SHIRO is a set of tools based on HSMM (Hidden Semi-Markov Model), for aligning phoneme transcription with speech recordings, as well as training phoneme-to-speech alignment models.
Blatantly I created SHIRO because there seems to be no open-source alternatives to HTK available for automatic phoneme alignment. Though by no means SHIRO can be a completely replacement for HTK, which also does speech recognition and language modeling, SHIRO is useful for what it's designed for.

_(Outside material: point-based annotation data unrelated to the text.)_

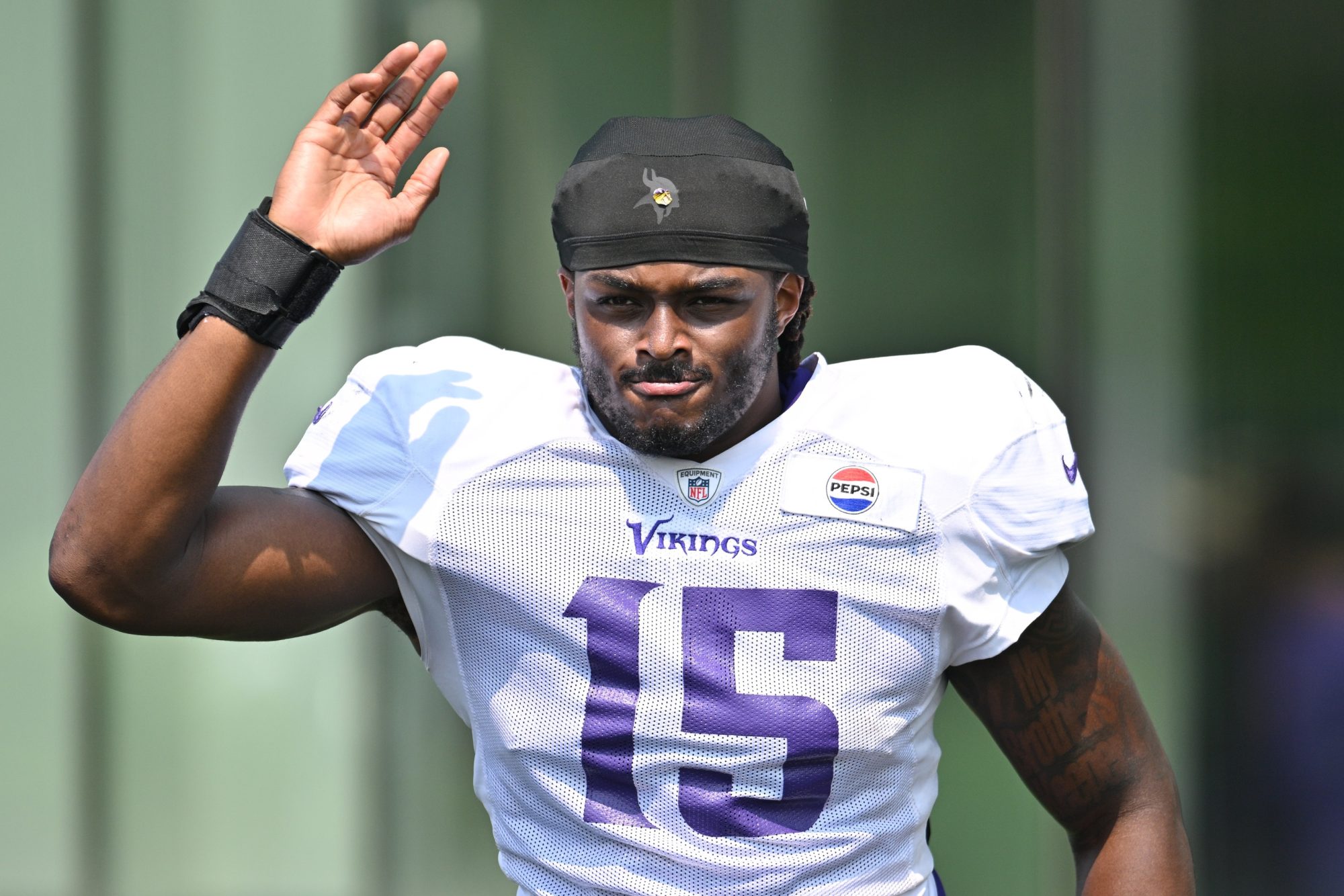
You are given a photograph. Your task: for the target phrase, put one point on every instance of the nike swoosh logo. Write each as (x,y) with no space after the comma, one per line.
(1072,472)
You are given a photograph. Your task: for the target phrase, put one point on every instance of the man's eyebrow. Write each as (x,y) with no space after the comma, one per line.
(618,283)
(709,284)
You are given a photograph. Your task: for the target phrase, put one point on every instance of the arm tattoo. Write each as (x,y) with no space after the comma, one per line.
(1064,710)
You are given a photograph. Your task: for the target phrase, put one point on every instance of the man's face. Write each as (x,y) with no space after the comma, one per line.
(677,357)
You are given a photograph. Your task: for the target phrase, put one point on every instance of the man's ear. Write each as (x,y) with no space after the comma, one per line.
(787,300)
(568,285)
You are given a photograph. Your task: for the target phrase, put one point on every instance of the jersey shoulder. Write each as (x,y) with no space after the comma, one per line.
(948,413)
(442,412)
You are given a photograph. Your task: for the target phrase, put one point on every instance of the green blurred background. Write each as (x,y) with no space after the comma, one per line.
(1138,201)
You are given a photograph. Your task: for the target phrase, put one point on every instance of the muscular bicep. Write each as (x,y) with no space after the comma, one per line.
(1065,711)
(272,564)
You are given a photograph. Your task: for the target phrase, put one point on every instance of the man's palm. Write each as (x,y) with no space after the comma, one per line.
(335,191)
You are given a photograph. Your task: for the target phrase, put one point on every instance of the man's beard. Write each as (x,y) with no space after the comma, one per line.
(744,375)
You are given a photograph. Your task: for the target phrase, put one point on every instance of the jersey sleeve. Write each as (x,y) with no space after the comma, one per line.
(1023,508)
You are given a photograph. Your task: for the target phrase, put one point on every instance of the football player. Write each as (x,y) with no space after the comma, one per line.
(698,597)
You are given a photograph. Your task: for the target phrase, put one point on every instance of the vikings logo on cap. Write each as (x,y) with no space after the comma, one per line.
(662,194)
(698,484)
(853,490)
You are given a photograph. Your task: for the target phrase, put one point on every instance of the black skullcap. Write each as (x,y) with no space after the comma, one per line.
(705,190)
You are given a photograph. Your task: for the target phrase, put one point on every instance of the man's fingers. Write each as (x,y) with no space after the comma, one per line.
(417,126)
(393,65)
(350,91)
(400,97)
(423,187)
(343,96)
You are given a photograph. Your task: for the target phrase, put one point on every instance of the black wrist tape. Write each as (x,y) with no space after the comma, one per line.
(267,284)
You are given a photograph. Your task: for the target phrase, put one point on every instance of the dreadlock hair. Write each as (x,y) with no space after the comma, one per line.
(791,341)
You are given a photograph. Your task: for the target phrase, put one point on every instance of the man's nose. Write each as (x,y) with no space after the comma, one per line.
(665,335)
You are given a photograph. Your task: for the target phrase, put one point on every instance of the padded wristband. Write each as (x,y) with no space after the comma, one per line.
(267,284)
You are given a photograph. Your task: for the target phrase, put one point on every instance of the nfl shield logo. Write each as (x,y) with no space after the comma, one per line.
(698,484)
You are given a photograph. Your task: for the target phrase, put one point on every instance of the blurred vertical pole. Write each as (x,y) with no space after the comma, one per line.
(1061,158)
(702,58)
(1062,347)
(93,420)
(41,448)
(1139,285)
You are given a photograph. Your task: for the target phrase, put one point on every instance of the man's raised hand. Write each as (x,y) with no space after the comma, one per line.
(337,189)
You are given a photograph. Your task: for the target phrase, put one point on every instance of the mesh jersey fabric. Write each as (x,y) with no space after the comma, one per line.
(734,697)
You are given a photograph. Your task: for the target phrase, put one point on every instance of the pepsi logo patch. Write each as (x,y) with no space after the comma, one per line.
(853,490)
(861,491)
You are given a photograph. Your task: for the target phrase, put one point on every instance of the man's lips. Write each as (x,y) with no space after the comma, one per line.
(650,389)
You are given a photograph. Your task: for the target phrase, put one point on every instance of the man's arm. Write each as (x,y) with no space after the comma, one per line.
(150,543)
(1065,711)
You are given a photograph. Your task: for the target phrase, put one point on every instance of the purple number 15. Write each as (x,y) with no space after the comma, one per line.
(710,623)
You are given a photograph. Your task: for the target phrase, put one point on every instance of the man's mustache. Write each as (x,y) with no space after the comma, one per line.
(673,371)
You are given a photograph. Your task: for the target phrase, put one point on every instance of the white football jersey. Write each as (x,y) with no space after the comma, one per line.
(706,678)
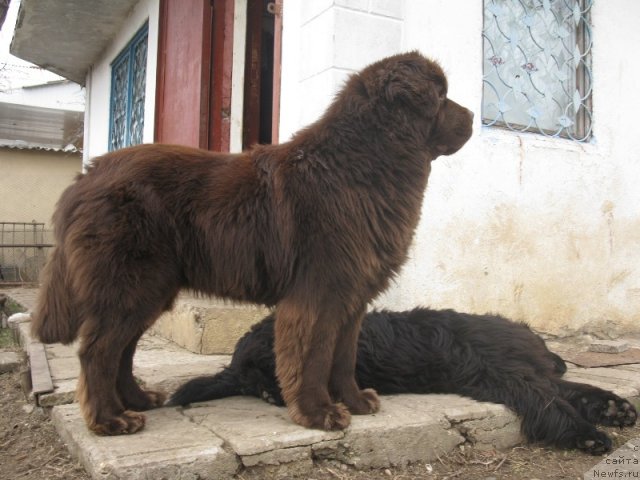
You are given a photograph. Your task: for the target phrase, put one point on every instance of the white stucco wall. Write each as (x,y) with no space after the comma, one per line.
(98,85)
(542,230)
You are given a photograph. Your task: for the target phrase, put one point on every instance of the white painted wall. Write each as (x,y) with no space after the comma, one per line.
(542,230)
(59,94)
(98,85)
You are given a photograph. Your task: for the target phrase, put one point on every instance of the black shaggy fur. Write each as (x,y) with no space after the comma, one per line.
(485,357)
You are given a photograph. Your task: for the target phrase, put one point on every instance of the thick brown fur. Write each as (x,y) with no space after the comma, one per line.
(316,226)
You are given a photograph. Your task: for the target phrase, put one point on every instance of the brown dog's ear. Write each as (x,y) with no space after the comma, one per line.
(408,81)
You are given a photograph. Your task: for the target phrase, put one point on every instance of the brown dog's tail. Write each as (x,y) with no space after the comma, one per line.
(55,319)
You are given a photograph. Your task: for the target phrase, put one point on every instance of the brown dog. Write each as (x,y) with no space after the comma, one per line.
(316,226)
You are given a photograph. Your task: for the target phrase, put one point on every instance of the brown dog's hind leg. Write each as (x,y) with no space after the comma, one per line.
(101,407)
(304,345)
(342,383)
(132,396)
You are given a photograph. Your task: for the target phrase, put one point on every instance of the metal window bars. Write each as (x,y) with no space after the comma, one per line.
(23,251)
(537,67)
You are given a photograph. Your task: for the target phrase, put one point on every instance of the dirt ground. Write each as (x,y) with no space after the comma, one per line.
(31,449)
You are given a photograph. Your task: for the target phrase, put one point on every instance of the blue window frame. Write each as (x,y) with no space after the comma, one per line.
(128,82)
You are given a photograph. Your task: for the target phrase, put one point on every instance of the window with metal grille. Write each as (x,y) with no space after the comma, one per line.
(537,67)
(128,82)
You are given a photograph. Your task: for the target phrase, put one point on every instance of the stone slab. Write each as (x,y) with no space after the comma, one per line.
(9,361)
(207,326)
(619,388)
(609,346)
(170,446)
(251,426)
(594,359)
(64,392)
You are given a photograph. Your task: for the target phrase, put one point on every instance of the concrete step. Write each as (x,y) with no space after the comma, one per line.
(215,440)
(207,326)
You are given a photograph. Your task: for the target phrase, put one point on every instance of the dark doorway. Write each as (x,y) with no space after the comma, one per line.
(262,72)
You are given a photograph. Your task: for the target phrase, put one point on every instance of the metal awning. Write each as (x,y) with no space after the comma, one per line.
(28,127)
(67,36)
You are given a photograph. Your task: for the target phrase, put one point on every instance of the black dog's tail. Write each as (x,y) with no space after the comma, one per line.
(559,365)
(211,387)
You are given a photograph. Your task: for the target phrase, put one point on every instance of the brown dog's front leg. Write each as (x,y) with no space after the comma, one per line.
(132,396)
(101,407)
(304,344)
(342,383)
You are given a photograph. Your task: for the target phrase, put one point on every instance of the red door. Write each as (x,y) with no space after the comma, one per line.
(193,91)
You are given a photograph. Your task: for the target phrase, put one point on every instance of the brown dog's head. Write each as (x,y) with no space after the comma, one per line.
(411,92)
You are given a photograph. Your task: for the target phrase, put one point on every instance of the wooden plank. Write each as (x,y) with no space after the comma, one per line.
(40,374)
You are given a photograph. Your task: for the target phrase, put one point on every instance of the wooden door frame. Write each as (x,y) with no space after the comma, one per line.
(220,75)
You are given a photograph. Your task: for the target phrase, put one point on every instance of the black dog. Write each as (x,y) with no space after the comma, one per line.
(485,357)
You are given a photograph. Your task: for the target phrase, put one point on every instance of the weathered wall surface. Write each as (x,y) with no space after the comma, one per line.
(32,181)
(542,230)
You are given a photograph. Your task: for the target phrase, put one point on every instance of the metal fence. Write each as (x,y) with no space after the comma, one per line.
(23,251)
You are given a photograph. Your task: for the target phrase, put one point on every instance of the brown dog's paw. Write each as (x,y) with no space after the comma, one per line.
(334,416)
(365,402)
(619,413)
(125,423)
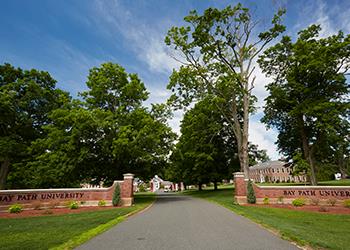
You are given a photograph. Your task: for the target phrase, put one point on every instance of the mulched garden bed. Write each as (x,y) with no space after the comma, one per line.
(311,208)
(52,211)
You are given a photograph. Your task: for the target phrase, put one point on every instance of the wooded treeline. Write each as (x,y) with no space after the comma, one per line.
(49,139)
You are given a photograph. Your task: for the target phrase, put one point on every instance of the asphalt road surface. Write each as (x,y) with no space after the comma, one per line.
(183,222)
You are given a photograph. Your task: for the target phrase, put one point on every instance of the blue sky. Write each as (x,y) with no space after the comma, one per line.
(68,37)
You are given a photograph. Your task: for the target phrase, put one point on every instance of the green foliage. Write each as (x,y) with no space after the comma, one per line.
(299,202)
(250,193)
(308,98)
(347,203)
(116,195)
(142,188)
(73,205)
(218,65)
(26,99)
(102,203)
(205,151)
(103,136)
(15,208)
(266,201)
(280,199)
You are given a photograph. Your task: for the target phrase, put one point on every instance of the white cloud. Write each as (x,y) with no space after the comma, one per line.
(332,18)
(264,138)
(147,42)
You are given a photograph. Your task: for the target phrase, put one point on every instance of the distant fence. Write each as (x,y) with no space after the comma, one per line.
(287,194)
(49,198)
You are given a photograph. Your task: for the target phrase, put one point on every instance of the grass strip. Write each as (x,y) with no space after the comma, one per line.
(64,231)
(320,231)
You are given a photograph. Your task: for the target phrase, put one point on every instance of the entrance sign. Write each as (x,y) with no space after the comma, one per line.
(289,193)
(43,198)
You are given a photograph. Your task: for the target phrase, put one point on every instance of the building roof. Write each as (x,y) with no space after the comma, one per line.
(269,164)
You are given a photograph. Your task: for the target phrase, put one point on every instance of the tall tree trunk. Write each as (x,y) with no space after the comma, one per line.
(308,152)
(341,162)
(245,135)
(4,171)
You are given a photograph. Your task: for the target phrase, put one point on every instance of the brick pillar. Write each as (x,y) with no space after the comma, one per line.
(240,188)
(128,190)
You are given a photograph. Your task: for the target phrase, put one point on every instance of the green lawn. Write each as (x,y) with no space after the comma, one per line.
(321,231)
(344,182)
(70,229)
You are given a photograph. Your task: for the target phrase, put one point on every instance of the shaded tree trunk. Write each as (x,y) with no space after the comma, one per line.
(4,171)
(308,153)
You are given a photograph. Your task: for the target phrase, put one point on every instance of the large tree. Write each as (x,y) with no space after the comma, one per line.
(26,99)
(206,149)
(105,135)
(308,101)
(220,48)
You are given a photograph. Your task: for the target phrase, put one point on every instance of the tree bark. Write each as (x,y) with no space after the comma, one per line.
(308,153)
(4,171)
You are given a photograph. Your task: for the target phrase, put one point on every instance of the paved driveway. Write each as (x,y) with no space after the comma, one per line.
(183,222)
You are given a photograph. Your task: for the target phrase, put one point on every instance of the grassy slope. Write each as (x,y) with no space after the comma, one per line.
(306,228)
(50,231)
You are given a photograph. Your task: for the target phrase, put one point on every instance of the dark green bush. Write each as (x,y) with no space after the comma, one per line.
(347,203)
(73,205)
(266,200)
(116,195)
(299,202)
(15,208)
(142,188)
(102,203)
(250,193)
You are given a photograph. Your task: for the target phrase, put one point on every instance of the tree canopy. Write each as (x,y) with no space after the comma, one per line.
(98,138)
(308,101)
(26,99)
(217,51)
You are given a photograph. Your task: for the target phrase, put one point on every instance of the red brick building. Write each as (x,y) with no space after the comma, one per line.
(274,171)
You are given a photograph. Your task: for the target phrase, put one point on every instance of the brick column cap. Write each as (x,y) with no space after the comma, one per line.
(128,176)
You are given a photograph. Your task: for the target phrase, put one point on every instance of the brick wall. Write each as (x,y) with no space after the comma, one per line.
(286,194)
(44,198)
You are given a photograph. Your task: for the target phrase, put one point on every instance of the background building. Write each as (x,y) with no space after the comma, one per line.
(274,171)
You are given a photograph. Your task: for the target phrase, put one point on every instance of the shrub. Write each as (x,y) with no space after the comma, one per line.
(142,188)
(116,195)
(298,202)
(102,203)
(332,201)
(48,212)
(15,209)
(280,199)
(315,201)
(266,200)
(323,209)
(73,205)
(251,195)
(37,206)
(347,203)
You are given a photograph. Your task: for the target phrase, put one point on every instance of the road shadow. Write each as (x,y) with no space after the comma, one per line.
(171,197)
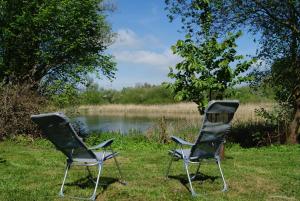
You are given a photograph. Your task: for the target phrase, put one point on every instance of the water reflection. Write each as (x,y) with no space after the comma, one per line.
(121,124)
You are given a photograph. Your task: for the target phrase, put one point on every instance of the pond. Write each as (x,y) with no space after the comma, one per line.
(121,124)
(127,124)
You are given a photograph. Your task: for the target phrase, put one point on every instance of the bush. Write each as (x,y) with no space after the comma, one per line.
(17,103)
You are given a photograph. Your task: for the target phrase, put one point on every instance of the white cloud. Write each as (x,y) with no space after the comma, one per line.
(131,48)
(149,58)
(126,38)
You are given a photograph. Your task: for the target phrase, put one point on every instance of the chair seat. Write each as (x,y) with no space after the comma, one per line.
(99,155)
(187,153)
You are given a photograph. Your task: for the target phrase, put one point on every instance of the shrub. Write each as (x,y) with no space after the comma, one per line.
(17,103)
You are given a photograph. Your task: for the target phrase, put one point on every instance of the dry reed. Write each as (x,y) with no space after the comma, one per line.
(246,112)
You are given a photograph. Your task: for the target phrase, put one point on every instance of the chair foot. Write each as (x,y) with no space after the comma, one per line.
(194,194)
(225,189)
(61,194)
(123,182)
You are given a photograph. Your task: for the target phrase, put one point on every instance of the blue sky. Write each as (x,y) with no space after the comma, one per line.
(143,41)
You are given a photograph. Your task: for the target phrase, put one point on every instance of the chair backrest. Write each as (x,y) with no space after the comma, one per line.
(57,128)
(216,124)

|Donald Trump||Hillary Clinton||HTK||SHIRO|
|Supports both LRHMM and LRHSMM-based speech alignment with multi-state, multi-stream GMM and arbitrary state tying and allows client-side deployment.||✕||✕||✕||✓|
Get SHIRO from my github repo: https://github.com/Sleepwalking/SHIRO
There are lots of things to work on from now. First,
shiro-rest doesn't support multi-mixture training yet. Next I somehow need to modify the data structure a bit to support skip-state and skip-phoneme transitions. It would also be interesting to explore about non-Gaussian (e.g. Gamma/Rayleigh) duration distributions.
I'm also looking for someone to write a wrapper for SHIRO that automatically labels UTAU voicebanks, which will eventually replace Moresampler's automatic voicebank labeler. I've long been requested to fix various language-specific issues in Moresampler and it's getting out of hand. Hopefully SHIRO can lead us to a better solution built upon the community efforts.